Pakistan is preparing to launch an ethanol-blending programme to reduce reliance on imported fuel, lower carbon emissions, and promote renewable energy. The government is expected to approve a plan that would allow petrol to be mixed with up to 5% ethanol, following India’s successful implementation of a similar strategy, according to local media reports.
India’s ethanol-blending efforts have been widely recognized for cutting crude oil imports, increasing farmers’ incomes, and stabilizing the sugar industry by addressing surplus production. With India now on track to achieve a 20% ethanol blend in petrol, Pakistan is looking to follow a similar path.
A draft proposal for Pakistan’s Ethanol Blending Programme (EBP) is set to be presented to the Economic Coordination Committee (ECC) of the Cabinet.

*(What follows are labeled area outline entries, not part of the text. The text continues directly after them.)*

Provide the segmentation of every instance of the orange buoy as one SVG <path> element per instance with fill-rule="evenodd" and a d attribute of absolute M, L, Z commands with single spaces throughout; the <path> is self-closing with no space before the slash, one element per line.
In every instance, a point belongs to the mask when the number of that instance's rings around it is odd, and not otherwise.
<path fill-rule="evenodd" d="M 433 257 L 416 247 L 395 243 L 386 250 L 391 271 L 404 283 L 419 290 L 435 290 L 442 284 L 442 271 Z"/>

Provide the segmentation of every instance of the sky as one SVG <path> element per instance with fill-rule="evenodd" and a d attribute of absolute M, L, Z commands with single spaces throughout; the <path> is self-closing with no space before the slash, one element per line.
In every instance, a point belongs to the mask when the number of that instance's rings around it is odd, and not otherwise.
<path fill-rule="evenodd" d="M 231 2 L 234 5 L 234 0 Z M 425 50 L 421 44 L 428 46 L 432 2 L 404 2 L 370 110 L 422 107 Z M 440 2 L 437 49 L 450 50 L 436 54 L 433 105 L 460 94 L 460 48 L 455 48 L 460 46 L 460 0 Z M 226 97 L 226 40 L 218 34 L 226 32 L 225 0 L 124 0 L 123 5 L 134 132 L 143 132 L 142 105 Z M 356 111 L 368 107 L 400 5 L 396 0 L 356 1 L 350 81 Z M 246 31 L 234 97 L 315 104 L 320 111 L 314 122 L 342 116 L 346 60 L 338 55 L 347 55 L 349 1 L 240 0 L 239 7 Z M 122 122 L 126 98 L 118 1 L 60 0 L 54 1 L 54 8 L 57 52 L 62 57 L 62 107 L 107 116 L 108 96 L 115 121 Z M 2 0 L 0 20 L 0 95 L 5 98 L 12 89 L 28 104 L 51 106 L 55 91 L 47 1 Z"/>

The plan follows the formation of a government committee by Prime Minister Shehbaz Sharif on June 23, 2024, to develop a national ethanol strategy.
The committee, led by the Minister of Petroleum and including the Finance Minister, the Minister of State for Finance, and the Secretary of Petroleum, has finalized the proposal after consulting industry experts and stakeholders.
The programme aims to gradually introduce ethanol-blended petrol across the country. Oil refineries will be encouraged to voluntarily mix up to 5% ethanol with petrol, which would then be sold as regular fuel. The success of the programme will depend on the availability and economic feasibility of ethanol production.
Pakistan’s ethanol comes primarily from sugarcane molasses. By blending ethanol into petrol, the country hopes to reduce its dependence on imported fossil fuels, lower pollution, and create new opportunities for the renewable energy sector.
If implemented successfully, the programme could bring economic and environmental benefits, including reduced fuel import costs, a more diverse energy supply, and growth in the domestic ethanol market.
This is not the first time Pakistan has attempted ethanol blending. In 2009-10, the government introduced E-10 petrol, which contained 10% ethanol, on a trial basis. The fuel was initially sold in Sindh and later expanded to Punjab at a slightly lower price than regular petrol. However, the project was discontinued after a year due to limited ethanol availability, concerns from car manufacturers, and rising global ethanol prices.
The new EBP proposal is based on international best practices, a review of Pakistan’s fuel market, and an assessment of the country’s ethanol production capacity. The plan aims to integrate ethanol blending into Pakistan’s fuel supply in a way that balances economic and environmental benefits.
Under the draft proposal, ethanol blending will initially be voluntary, allowing refineries to mix up to 5% ethanol into monograde petrol. A government committee, led by the Minister of Petroleum, will oversee the programme, review progress every six months, and make necessary adjustments.
For the long term, the proposal suggests increasing ethanol production and exploring alternative sources beyond sugarcane molasses. It also recommends working with car manufacturers to develop engines that can support higher ethanol blends.
If approved, the programme could play a key role in making Pakistan’s fuel market more sustainable while reducing dependence on expensive imported energy sources.